Hi Mike thanks for the suggestion, this seemn like a good option,I am trying to keep all of the room it the bed that is possible, do you notice more power when you have both of the gasifiers running at the same time?
I should first see if I can get more gas from the unit I have now, it runs good and doesnt make any tar because of this I havnt tried to change any of the hearth dimentions, I should try opening the restriction some but now it is about 4 3/4 inches.

I will run a 6 or 871 BDS or SSI roots style blower. Keep in mind, the blower boost is infinitely adjustable with pulley sizing.

Hey Pete, when will you be mixing in the air?

Arvid, A mixer plenum on top of the blower.

I know Sean has been running a WK style gasifier and keeping the hearth from melting down is a concern from over drawing

Hi Ron,
I have been experimenting heavily with different sizes and materials to further the advancement of the WK gasifier. I believe some of these sizes and materials caused the failures as well as not having proper instrumentation on board the truck at the time. With this knowledge I am now operating better and driving faster without the supercharger.

Regards Sean

Ron, I have been working on the new truck. I have to wait until the melt down here to even move my trailer and to do some welding on the rear bumper of the truck as one end is rotted out. It is hard to lay under things today. I think I have the circuit stuff figured out and the PCV system so I can decide now where to plumb the gas in. The truck is a 98 S-10 with 2.2 liter and my cavaliers are 97s but there are major differences. Back to dual gasifiers, YES, running 2 in parallel put me up near where Wayne’s system runs. When I was at Wayne’s last time we took some test drives but we focused on timing his acceleration as he was planning on doing the salt flats. I had both gasifiers on the truck at the time and we could have fired up both to play with it. He welded up an elbow on it which is still in use. It just never seemed to stop raining there. It’s basically a 2 barrel carb. Just keep the second barrel a bit stoked up and when the hill comes up, pull the valve control and suck on both. I had the same sized double rotor hearth on both. I regret that I forgot to put a double rotor hearth in the truck for folks to look at last year. I think I had a small stroke or someone slipped me a mickey the day we left. Meshke had to wake me up … Mike

Peter, Do you still have your modified S-10 truck and gasifier ?? I’m hoping this is the case. You won’t regret finishing the project. I just laugh and smile every time I drive one of mine. Money is tight for all of us but when you get that baby going Wayne will finally have someone to race :o) … Maybe you can set the new world record ?? The S-10 I just bought has a plastic intake. Hope I don’t melt that down. I will probably take everything ahead of the throttle body off of it. Mike

Hi ALL!!!
Still get a kick out of this video remember this video was shot with No Gasoline And NO SUPERCHARGER/TURBOCHARGER needed.
One gasifier was on board the truck. Temps were normal, rpms very high.
I do apologize for the video being sideways it was a new camera. I think if you can zoom in on the odometer I hit 75mph in under a mile flat.
This is a v6 ford 202hp with the ability to ride highway like this.

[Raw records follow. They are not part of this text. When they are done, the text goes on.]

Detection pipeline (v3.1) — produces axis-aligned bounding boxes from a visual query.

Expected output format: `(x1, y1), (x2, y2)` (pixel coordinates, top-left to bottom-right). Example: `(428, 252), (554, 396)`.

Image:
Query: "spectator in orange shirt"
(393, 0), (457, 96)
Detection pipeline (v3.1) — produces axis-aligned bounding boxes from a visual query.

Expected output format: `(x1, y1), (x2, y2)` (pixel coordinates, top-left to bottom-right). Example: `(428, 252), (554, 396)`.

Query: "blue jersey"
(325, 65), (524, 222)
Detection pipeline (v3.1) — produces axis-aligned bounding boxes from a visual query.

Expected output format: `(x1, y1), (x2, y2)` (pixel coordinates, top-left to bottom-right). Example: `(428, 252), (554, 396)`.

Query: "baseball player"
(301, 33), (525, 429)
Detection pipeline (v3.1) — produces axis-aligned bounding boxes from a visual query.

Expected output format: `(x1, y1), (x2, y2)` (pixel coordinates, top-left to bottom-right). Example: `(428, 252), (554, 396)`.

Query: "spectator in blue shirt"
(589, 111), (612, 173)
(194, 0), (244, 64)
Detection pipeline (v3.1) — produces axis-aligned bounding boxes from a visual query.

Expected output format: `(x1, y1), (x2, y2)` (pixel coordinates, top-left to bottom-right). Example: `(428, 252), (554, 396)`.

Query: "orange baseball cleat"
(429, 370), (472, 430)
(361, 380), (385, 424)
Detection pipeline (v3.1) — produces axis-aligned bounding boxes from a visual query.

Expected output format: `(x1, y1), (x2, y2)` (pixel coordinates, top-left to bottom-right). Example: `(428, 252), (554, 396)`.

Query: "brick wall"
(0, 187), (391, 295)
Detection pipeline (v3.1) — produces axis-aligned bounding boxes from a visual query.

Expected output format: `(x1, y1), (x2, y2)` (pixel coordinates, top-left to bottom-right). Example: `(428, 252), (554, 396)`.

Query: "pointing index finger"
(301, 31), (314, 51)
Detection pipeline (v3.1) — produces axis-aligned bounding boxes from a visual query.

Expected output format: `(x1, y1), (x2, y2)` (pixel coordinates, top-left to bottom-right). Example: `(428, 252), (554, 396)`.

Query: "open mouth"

And still idle slow like this

Ron the devil is in the details I am hear to help questions ask away. In my opinions though Supercharging/Turbocharging
is an extra item not needed to drive way above speed limits. Hope this helps Best Regards Sean

Hi , Sean this is a really impressive video with this kind of acceleration I would be very content, running up to over 4500 rpms is excellant, could you maintain this draw on the gasifier and what would happen if you had a trailer pulling like the video.
I have some questions but not much time right now . Ill contact you later have a good week end!! Ron L.